Sparking a Love of Charitable Giving in Your Kids
When Lauren Porter’s 3-year-old daughter Cora saw the tent city near the Interstate 90 off-ramp on Rainier Avenue South, she thought people were camping for fun. Lauren, who runs Step It Up Tutoring in Renton and has a long history of community engagement, took the opportunity to talk to Cora about homelessness. “They are camping there because they don’t have houses,” she said.
Cora offered the money in her piggy bank to buy them a house.
Instead of focusing on the impossibility of Cora’s idea, Lauren suggested they take some clothes to the women’s shelter instead. “As parents, we have to take big, heady things and bring them down to a kid’s level, where they are participating,” says Lauren. They went through her things, and Cora donated her special Easter “carrot dress.”
This wasn’t the first time Lauren encouraged Cora to engage. “I try to keep it on the table, to make her world bigger, help her see herself as lucky, and to empower her instead of it just being sad,” says Lauren.
While social problems can feel overwhelming for children, connection turns that fear into empowerment. “It’s scary before you know it, but then it’s just people,” says Mary Karges of Moonjar, an organization in Seattle that helps families start conversations about money and philanthropy.

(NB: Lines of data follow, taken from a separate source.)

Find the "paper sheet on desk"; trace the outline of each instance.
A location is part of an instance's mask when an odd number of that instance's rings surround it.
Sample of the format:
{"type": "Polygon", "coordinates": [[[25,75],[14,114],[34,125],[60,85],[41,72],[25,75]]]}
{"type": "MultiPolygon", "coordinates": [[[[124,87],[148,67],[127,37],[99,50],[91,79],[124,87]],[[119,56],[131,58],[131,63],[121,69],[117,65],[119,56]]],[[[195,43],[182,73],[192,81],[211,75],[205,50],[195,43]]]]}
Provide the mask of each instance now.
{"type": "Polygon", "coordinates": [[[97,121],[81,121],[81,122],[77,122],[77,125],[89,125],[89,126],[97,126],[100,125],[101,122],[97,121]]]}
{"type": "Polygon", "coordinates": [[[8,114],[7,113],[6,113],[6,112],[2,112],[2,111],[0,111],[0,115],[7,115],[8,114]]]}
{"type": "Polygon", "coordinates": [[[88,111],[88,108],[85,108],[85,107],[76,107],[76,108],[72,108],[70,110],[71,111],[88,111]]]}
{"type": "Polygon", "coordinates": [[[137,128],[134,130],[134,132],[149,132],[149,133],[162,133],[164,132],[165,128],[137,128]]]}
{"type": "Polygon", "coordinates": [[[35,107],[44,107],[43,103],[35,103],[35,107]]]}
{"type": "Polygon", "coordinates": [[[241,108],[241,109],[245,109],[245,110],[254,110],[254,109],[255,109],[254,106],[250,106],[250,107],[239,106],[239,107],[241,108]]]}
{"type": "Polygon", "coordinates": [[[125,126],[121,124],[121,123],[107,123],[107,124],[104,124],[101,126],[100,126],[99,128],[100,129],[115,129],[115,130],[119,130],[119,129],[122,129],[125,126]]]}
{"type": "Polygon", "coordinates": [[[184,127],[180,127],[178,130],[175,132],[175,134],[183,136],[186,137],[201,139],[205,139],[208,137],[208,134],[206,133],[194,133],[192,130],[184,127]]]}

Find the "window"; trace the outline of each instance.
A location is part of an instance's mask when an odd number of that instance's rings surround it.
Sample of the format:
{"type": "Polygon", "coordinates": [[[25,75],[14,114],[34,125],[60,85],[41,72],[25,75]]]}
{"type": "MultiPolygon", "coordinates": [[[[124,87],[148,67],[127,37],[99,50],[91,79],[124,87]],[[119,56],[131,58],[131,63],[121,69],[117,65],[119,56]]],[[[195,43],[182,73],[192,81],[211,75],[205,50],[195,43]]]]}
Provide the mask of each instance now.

Mary suggests that there should be three pieces to money conversations — saving, spending and sharing.
“As soon as kids start getting money, part of the conversation is about giving back,” she says.
Even if children can only give a little, there are ways to make their generosity tangible. Crowdfunding allows kids to watch the money grow online. Giving something concrete, like socks instead of money, can feel more real. Parents can also offer matches for children’s gifts, suggests Mary.
Parents can model generosity by including children in their own charity. For instance, Lauren’s family aspires to donate somewhere every month and talks about it at the dinner table.
The key to long-term volunteerism and philanthropy, says Mary, is finding places that speak to each person. A child who isn’t stirred by homelessness might care passionately about animals or pollution or the elderly.
Encouraging charity in kids is about helping them connect compassionately with their community. When kids feel connected instead of powerless, their inborn generosity shines.
“We want our kids to have a bigger view of the world,” says Lauren, “so we try to slip it in where we can.”